Why doesn't this jquery plugin need a shim in

2019-07-09 23:03发布

Shimming a jQuery plugin appears to be only for geniuses who throw salt over the correct shoulder.

However I did this....

    var backbone = require('backbone');
    global.jQuery = global.$ = backbone.$ = require('jquery');

    require('./libs/jquery-modal');

    $("body").Modal();

and it just works. (n.b. jquery is being loaded via debowerify)

Why does this work? Would shimming it mean I don't need to do the assignments to jquery and $?

And how is browserify able to handle my plugin code not being in the correct commonjs format?

1条回答
欢心
2楼-- · 2019-07-09 23:56

I assume you are talking about the browserify-shim.

Shimming is used for making commonjs-incompatible files browserifiable.

To be commonjs-compatible, a file must export something. Here is a simple commonjs module:

// mystring.js
module.exports = "Hello Stackoverflow";

Now in some other file, you could require mystring.js and use it like this:

var str = require('./mystring.js');
console.log(str); // > "Hello Stackoverflow"

jQuery

In older versions of jQuery (pre 1.11 and 2.1) nothing was exported. Instead jQuery would attach itself to the window object. That goes against the whole concept of modularity, making your code depend on objects and values to be present in the global scope.

Loading files in the right order could be tricky in more complex environments.
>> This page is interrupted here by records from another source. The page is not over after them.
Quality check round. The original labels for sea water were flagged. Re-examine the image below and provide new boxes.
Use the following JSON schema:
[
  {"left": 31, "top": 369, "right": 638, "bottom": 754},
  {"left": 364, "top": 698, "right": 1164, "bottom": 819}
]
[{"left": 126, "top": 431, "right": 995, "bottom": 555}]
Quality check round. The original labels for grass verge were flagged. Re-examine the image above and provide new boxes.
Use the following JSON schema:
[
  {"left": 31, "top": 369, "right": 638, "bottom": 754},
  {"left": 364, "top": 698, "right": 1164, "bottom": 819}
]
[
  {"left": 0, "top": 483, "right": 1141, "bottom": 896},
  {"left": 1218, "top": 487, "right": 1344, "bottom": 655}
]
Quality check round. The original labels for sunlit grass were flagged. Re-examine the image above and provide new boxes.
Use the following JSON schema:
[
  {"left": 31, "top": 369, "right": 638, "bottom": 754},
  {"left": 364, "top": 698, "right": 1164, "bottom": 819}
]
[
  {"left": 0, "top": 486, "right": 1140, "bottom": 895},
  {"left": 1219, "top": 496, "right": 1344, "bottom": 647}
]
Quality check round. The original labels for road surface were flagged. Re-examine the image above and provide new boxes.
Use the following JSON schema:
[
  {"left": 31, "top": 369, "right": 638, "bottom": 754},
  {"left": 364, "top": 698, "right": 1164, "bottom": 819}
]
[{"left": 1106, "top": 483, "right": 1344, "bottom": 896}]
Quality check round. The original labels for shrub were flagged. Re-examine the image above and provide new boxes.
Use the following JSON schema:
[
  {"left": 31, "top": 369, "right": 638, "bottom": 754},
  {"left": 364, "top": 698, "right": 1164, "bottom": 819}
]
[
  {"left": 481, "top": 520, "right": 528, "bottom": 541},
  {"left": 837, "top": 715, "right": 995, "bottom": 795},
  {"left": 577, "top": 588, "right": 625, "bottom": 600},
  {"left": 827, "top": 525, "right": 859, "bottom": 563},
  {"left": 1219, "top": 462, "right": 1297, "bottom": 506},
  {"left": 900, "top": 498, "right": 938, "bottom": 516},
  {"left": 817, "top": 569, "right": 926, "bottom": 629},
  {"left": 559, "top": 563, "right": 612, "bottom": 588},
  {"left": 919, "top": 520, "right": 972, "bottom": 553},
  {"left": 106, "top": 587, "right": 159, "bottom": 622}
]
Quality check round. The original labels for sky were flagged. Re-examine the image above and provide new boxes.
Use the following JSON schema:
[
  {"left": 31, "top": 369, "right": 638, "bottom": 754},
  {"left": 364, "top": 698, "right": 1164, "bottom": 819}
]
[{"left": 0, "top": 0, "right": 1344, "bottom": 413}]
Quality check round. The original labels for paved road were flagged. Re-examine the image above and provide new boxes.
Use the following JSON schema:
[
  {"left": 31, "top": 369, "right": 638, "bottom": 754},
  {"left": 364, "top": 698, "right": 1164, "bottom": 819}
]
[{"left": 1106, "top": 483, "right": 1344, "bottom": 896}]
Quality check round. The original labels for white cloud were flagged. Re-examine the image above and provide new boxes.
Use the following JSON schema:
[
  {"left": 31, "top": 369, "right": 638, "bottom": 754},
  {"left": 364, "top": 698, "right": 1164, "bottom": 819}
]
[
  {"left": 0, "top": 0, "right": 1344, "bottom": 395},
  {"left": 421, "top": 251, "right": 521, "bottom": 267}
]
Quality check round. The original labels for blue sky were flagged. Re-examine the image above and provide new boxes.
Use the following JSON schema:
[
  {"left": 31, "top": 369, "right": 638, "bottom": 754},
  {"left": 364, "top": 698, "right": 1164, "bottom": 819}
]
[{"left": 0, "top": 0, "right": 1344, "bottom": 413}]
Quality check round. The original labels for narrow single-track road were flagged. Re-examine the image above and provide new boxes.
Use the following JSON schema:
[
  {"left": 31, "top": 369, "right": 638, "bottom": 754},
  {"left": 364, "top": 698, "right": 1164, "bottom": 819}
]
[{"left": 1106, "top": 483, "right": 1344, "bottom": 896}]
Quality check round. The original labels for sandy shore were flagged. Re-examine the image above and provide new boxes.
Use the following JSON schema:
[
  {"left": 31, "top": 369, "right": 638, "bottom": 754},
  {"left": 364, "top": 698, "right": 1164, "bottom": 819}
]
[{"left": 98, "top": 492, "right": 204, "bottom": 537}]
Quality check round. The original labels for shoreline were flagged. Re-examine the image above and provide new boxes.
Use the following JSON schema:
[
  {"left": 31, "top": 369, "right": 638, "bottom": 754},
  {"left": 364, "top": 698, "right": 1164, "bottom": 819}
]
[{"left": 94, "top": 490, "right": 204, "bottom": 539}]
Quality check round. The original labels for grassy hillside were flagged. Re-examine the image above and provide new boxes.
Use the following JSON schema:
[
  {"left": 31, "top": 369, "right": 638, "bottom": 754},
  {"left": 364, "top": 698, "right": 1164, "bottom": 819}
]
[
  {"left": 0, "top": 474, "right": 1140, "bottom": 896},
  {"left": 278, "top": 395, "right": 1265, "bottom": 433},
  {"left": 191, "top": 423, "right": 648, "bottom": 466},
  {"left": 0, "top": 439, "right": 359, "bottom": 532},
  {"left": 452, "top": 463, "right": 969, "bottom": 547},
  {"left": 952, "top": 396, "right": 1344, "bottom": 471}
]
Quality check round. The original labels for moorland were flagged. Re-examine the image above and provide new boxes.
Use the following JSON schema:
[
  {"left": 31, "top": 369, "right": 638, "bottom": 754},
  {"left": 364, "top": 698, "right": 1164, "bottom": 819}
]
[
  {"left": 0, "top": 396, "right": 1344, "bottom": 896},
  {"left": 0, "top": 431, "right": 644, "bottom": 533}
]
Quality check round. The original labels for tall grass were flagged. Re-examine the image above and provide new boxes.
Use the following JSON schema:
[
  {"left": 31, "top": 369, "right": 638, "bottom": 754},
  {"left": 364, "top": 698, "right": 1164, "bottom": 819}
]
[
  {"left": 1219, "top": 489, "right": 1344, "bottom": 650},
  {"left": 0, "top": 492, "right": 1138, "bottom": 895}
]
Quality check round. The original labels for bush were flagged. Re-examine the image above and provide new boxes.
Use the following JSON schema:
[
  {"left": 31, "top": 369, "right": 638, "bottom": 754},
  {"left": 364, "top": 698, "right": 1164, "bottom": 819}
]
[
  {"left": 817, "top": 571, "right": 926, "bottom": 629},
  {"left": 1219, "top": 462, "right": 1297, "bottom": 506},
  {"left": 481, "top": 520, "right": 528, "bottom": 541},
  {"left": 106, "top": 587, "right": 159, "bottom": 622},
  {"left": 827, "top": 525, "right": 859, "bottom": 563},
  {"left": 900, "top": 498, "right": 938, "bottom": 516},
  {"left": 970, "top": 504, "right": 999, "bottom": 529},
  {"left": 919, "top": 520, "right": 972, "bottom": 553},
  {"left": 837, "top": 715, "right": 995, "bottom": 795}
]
Especially if some config files change some global variables, and your script should be executed when window.foo is set to "bar" but before other script updates window.foo value to "qux".

When we try to use jQuery before it is loaded, we get a ReferenceError:

<!-- index.hmtl -->
<script>
    var $body = $('body'); // ReferenceError: Can't find variable: $
</script>
<script src="jquery.js">

That is where browserify-shim comes into play.

Shim

In essence browserify-shim does something like this:

// jquery-shim.js
loadScript('jquery.js') // now, window.$ contains a reference to the jQuery object
module.exports = window.$; // exports that jQuery object
window.$ = null;

Now you can use jQuery anywhere in your code, without relying on it to be present in the global scope:

<!-- product-page.hmtl -->
<script> <!-- script is inlined for demo purposes only -->
    var $ = require('./jquery-shim.js');
    var $body = $('body'); // this works now
</script>

It is about modularizing your project and keeping your global scope clean.